Leo se quedó petrificado. El silencio que siguió fue tan pesado que el propio aire acondicionado pareció detenerse por respeto. Oliver estaba congelado, con la camisa a medio vestir, mientras Paz intentaba esconderse detrás de una pila de libros de Derecho Procesal.
—¿Leo? —balbuceó Oliver, recuperando su tono de abogado por puro instinto—. Estábamos... analizando una cláusula de proximidad.
—¿Una cláusula de proximidad? —rugió Leo, poniéndose rojo como un tomate—. ¡Oliver, ella está encima del escritorio de una de las oficinas de MI empresa! ¡Y es la mejor amiga de MI hermana!
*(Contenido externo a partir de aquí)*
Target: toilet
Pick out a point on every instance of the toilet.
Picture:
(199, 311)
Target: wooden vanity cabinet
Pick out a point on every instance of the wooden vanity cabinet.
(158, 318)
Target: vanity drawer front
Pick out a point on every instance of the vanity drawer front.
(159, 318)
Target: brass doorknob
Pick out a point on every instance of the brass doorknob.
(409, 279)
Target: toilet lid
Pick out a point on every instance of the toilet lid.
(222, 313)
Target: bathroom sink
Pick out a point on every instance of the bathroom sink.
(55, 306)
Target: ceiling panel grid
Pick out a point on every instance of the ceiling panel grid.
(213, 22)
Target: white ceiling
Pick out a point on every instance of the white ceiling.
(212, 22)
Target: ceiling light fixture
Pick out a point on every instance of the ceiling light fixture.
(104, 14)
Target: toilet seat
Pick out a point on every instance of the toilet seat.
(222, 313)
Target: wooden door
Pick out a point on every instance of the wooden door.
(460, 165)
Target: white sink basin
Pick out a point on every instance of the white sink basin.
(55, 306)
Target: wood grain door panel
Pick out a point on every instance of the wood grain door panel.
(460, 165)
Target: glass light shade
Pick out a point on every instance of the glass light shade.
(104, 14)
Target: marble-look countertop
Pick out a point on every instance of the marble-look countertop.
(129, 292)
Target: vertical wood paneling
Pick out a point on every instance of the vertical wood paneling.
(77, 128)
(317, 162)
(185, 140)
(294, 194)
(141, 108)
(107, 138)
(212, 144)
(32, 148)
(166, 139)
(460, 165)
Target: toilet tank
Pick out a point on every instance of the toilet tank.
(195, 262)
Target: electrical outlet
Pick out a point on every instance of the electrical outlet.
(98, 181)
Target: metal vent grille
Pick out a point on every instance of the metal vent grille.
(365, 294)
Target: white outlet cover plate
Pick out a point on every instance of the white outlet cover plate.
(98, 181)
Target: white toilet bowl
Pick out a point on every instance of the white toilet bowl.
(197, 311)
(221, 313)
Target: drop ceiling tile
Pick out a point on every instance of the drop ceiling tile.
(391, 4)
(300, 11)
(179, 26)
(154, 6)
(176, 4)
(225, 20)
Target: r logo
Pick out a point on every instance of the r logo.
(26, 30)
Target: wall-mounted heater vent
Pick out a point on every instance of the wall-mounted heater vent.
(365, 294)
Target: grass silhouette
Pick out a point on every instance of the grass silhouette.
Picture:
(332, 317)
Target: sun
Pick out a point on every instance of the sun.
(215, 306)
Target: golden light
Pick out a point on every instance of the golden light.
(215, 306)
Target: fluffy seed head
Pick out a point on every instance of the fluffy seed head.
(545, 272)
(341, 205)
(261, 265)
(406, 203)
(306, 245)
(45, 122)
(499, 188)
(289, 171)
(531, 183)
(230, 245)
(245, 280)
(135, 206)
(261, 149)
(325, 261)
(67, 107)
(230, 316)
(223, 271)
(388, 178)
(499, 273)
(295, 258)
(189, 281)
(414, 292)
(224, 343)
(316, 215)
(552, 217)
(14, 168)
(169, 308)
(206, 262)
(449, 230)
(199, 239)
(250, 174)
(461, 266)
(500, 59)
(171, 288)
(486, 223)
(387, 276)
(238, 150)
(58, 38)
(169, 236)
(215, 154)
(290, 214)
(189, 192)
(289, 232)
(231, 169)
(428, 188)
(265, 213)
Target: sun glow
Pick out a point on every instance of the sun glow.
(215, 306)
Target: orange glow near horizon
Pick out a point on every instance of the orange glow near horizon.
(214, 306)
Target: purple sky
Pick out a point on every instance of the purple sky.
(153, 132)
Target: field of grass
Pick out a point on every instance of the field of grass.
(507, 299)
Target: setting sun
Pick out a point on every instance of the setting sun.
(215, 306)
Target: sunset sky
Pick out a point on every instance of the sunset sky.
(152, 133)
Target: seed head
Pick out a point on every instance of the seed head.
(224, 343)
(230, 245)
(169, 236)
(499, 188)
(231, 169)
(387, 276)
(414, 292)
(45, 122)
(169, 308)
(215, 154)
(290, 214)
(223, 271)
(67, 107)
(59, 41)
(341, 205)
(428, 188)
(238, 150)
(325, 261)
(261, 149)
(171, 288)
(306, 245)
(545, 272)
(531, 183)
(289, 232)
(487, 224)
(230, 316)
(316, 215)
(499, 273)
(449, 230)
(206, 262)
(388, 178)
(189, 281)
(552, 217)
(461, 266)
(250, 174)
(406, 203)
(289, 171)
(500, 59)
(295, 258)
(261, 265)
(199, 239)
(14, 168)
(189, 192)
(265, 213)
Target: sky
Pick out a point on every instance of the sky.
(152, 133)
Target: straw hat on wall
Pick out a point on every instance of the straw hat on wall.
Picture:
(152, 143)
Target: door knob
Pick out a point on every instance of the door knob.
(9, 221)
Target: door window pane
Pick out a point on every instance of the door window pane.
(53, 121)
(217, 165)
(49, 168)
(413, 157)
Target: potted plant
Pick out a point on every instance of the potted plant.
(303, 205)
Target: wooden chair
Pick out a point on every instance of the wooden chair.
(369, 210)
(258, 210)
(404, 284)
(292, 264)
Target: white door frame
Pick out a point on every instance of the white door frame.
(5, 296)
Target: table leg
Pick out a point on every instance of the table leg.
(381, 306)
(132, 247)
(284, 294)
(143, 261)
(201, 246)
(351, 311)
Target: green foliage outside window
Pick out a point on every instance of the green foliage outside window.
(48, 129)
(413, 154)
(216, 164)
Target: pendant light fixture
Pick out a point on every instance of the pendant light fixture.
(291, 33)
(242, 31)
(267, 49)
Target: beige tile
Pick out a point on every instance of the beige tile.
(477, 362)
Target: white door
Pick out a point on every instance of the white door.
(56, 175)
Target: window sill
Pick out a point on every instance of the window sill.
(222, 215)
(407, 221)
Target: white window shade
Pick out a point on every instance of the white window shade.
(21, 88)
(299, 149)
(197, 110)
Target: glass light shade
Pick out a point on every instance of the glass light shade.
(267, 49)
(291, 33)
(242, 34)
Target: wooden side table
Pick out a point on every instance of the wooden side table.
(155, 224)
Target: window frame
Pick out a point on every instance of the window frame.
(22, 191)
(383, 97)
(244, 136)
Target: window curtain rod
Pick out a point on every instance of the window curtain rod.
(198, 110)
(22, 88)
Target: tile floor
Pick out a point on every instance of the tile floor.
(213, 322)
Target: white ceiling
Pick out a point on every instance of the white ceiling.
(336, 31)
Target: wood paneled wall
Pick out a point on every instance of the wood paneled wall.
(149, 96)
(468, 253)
—¡Técnicamente es el escritorio de tu empresa, pero bajo mi jurisdicción! —gritó Paz desde detrás de los libros, tratando de recuperar su dignidad—. ¡Y el análisis fue muy profundo, Leo! ¡No interrumpas el debido proceso!
Leo se tapó los ojos con una mano. —Salgan de aquí. Los dos. Ahora. Oliver, si vuelvo a entrar y veo un solo centímetro de piel de Paz Valente en esta oficina, te juro que te envío a trabajar a la sucursal de la Antártida. ¡Y tú, Paz, vete a buscar a Mía antes de que llame a Juliette!